Initially, I had written a version which performed swapping with a delay line, initialised to zero. However, this was a very expensive operation, as all samples went through the delay line, significantly increasing the CPU usage. Next, I modified the delay line to store the data only when it was in excess. However, this led to a lot of memory problems as well as issues with delays bigger than one block_t (VLC’s internal stream payload structure). Finally, I settled on storing the block_t in a queue until they were completely processed and sent to output. Initially, this created a lot of memory issues, segmentation faults and erroneous audio. After a lot of troubleshooting, I was able to get it to work.
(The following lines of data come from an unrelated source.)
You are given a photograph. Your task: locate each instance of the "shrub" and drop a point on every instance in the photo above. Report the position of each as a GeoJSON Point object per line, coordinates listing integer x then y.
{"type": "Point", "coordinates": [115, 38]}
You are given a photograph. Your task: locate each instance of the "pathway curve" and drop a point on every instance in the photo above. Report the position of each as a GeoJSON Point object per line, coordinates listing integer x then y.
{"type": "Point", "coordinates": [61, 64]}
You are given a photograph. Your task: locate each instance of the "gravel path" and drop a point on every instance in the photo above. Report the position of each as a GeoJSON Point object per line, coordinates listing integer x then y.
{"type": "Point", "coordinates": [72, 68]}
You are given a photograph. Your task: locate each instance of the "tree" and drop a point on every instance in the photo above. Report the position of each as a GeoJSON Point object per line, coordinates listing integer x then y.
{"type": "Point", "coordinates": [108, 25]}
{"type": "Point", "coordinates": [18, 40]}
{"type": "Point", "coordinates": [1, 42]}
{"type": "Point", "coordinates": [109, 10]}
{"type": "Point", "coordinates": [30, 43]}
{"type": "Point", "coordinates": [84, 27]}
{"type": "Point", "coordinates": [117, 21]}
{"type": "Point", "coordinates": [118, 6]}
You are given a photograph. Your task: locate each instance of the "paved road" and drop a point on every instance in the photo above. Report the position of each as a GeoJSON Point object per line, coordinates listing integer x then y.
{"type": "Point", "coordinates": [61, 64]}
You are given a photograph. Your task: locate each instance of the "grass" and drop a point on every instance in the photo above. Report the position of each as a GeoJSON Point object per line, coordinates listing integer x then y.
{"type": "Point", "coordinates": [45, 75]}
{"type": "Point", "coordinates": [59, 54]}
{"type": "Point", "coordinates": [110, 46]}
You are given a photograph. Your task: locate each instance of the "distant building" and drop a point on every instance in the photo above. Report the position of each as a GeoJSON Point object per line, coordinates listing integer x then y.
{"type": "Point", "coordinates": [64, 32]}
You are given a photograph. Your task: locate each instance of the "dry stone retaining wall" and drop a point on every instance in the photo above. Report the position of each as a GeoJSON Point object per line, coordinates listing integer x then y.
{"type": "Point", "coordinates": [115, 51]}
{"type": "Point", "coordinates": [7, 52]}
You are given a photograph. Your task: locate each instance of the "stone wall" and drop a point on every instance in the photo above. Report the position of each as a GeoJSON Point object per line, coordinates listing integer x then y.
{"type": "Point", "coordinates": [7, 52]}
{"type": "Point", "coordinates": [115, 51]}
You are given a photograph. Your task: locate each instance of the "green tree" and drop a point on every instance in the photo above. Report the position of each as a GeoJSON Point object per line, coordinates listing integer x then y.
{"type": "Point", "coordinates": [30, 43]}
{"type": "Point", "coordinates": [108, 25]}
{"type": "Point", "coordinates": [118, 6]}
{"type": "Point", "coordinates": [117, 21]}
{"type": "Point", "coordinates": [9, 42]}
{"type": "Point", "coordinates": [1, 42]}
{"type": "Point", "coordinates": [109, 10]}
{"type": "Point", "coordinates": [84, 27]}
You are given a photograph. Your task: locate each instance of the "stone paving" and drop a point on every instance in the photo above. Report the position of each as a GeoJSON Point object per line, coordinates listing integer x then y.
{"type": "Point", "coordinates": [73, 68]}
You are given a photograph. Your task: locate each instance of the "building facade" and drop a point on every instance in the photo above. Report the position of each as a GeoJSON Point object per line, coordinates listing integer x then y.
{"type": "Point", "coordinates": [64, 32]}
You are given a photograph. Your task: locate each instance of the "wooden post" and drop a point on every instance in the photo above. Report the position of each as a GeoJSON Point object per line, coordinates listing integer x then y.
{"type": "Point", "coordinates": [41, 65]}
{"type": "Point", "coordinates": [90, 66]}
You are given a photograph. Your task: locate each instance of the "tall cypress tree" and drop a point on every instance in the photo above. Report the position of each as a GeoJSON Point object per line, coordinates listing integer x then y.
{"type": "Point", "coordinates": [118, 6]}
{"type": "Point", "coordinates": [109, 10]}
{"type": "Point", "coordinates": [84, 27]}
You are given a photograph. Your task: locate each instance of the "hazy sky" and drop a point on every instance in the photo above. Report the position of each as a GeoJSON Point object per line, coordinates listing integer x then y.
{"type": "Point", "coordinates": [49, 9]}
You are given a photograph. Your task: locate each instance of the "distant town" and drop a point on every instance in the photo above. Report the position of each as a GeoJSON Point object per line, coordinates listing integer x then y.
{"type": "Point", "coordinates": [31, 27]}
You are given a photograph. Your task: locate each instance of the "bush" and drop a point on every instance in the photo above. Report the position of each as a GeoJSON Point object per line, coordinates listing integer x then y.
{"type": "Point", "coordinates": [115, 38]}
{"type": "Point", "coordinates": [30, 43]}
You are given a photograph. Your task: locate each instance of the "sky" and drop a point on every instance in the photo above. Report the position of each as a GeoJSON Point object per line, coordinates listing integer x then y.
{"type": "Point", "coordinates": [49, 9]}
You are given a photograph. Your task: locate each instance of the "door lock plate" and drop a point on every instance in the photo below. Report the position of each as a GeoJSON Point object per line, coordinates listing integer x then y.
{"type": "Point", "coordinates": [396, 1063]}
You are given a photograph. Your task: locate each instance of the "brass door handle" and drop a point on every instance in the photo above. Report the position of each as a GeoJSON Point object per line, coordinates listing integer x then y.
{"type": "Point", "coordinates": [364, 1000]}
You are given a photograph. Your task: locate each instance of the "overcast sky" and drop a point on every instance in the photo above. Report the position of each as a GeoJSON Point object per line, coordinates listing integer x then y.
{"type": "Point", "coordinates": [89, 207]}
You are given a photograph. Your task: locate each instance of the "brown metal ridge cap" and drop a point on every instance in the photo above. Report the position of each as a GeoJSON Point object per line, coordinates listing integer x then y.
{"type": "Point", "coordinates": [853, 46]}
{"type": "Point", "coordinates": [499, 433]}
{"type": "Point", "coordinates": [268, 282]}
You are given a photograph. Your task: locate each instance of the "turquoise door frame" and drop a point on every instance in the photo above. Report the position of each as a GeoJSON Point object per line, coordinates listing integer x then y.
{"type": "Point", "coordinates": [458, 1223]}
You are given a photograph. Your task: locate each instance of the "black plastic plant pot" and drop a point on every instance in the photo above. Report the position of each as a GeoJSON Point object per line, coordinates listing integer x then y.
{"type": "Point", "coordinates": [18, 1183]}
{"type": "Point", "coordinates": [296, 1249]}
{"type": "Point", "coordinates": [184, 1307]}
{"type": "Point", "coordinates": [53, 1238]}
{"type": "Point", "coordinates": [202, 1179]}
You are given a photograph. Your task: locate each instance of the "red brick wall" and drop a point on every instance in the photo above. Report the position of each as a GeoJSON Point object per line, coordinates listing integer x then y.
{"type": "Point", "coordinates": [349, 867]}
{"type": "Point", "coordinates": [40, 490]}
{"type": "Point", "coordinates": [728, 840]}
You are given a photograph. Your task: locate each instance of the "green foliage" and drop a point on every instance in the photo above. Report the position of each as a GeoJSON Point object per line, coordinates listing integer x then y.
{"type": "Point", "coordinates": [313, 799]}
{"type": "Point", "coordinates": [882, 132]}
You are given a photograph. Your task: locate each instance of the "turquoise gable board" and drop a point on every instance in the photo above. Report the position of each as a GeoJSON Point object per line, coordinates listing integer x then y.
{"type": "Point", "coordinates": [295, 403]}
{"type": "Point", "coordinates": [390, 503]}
Implementation of this procedure took quite a time. I repeatedly ran into weird cases, even when I had accounted for all use-cases. Eventually, I was able to overcome it, thanks to the help and the encouragement of my mentors.
Hilbert transform (WiP)
The rear channels are shifted by 90 degrees when they are encoded to DPLii. Hence, the rear channels generated by the decoding matrix should be shifted back by 90 degrees to obtain the original data. This is achieved by performing the Hilbert transform. This was done in accordance with the MATLAB documentation, using ffmpeg’s avfft.h.
First, we perform Fast Fourier transform on the audio. Next, we double the first half of the output and set the second half to zero. This data is then passed through an Inverse Fast Fourier Transform. The resulting data is used as the rear channels.
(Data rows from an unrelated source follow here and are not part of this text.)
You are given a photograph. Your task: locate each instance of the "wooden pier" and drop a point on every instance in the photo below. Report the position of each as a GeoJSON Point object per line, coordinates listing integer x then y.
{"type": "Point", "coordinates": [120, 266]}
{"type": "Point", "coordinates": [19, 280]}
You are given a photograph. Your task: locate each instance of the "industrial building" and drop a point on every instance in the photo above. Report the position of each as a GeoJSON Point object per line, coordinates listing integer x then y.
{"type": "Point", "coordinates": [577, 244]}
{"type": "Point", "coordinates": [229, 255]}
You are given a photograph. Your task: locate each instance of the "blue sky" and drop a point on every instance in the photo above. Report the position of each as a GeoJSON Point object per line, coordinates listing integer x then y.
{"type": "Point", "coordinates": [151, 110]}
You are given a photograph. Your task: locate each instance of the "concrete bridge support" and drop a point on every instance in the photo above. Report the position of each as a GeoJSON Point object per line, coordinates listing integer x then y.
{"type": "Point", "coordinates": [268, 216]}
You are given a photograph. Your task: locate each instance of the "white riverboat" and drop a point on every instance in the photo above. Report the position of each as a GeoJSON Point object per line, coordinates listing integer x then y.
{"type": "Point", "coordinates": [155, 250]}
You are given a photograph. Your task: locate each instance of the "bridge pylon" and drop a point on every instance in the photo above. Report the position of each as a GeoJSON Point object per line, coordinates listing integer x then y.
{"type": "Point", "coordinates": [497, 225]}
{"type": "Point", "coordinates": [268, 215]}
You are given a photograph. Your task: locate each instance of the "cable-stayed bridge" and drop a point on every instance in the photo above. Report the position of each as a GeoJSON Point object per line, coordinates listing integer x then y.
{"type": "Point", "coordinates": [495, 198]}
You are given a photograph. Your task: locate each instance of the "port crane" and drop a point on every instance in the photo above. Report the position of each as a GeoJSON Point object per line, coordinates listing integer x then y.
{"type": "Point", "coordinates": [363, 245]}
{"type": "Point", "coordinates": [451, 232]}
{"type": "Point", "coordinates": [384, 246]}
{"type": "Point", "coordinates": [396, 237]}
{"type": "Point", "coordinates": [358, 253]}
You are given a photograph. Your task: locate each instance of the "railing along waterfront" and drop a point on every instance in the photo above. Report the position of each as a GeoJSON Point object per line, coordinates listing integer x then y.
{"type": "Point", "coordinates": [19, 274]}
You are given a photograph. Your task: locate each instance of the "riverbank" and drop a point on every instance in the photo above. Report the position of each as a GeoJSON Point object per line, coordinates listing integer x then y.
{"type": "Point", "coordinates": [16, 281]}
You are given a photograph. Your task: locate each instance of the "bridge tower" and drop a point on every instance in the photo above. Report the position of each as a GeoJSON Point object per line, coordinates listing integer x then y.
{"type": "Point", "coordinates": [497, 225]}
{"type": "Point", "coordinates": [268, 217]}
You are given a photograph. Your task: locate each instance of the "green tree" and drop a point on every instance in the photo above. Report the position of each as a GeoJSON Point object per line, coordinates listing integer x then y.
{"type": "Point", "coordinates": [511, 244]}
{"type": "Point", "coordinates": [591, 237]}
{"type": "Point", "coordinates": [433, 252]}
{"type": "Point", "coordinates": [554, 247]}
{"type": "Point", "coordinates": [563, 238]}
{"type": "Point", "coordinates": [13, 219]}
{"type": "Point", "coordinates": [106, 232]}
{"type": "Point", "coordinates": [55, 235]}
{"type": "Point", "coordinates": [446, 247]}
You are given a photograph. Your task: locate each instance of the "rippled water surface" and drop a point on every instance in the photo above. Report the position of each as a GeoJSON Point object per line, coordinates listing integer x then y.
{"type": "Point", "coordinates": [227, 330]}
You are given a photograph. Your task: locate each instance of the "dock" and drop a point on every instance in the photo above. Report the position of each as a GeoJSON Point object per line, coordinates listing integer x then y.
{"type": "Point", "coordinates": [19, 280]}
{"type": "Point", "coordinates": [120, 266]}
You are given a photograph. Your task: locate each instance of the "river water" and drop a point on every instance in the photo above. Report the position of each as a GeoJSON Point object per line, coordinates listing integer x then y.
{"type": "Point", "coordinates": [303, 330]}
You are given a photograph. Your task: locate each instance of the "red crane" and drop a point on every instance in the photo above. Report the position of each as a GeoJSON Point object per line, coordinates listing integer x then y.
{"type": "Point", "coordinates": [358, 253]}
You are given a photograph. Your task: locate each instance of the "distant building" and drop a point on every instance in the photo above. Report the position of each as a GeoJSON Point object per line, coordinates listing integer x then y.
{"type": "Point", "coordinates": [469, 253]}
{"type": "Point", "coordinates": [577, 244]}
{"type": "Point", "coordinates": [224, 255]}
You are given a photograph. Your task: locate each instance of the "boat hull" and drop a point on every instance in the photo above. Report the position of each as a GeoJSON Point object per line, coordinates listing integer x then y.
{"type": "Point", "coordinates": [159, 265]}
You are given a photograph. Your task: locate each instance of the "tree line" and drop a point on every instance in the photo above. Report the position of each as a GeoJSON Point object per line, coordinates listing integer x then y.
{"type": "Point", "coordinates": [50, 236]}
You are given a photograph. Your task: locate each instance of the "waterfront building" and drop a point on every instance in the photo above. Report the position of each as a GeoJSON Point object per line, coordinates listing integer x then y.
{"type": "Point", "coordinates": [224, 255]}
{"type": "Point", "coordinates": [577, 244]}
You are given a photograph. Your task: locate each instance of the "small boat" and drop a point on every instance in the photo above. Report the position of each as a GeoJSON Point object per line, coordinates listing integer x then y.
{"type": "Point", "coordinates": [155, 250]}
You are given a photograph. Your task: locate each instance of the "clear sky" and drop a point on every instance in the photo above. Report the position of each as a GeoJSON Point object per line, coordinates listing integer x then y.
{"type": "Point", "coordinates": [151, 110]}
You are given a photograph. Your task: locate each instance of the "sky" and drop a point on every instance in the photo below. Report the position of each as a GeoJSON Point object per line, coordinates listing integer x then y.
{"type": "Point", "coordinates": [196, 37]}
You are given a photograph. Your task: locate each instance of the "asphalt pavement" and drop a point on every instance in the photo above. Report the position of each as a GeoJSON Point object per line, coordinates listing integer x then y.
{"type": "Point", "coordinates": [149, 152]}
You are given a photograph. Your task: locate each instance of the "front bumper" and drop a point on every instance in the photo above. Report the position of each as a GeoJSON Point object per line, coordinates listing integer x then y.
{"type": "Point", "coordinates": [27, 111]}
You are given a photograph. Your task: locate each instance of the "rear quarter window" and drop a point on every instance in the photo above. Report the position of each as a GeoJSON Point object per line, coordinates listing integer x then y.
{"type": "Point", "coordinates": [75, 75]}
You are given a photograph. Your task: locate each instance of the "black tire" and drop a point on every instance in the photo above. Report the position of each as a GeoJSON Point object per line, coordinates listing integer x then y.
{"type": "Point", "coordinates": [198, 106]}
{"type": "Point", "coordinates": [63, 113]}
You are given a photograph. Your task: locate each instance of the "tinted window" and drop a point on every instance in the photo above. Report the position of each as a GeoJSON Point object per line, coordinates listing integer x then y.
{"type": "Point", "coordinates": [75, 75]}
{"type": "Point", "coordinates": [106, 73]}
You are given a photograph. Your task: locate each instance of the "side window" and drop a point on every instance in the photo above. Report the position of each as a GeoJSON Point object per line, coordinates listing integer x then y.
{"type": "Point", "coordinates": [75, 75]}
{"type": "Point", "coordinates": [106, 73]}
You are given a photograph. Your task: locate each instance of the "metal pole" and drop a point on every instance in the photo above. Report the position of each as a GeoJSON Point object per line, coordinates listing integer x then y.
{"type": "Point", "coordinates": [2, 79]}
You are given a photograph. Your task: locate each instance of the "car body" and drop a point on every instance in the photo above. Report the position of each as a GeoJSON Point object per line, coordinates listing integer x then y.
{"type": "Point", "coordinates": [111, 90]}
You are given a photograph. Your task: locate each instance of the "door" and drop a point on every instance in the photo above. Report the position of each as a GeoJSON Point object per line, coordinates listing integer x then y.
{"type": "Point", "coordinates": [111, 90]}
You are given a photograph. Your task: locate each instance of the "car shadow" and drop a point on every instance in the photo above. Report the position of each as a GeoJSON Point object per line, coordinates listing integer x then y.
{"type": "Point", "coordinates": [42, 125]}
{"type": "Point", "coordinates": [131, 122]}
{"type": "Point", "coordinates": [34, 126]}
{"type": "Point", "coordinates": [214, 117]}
The main issue with this algorithm is that there is noise in the output. I have performed various tests on it and the noise continues to persist.
Experience
This summer helped me hone my skills as a C developer. I learnt how to read and understand huge codebases, like VLC, MPlayer (for the qualification task) and ffmpeg (for the Hilbert transform). I learnt a lot about memory management in C. I also learnt a lot about Makefiles, automake and the automake configurations, while working to integrate ffmpeg’s avfft and adding checks. Working so closely with a media application like VLC has also vastly increased my understanding of digital audio and the principles of audio filters. I have also gained insights into a lot of theoretical and mathematical topics, such as Fourier transforms, covariance and normalization.
Working with Alexandre, Thomas and Jean has been a great experience. They have provided resources, motivation and help whenever required. They are very understanding and patient. From the beginning, the onus was on what I had learned, which was a very refreshing experience.
This has been one of my most enjoyable and fruitful summers. I shall continue to work and finish my projects and collaborate closely with VideoLAN’s VLC. I have recommended and will recommend Google Summer of Code, especially VideoLAN, to my peers.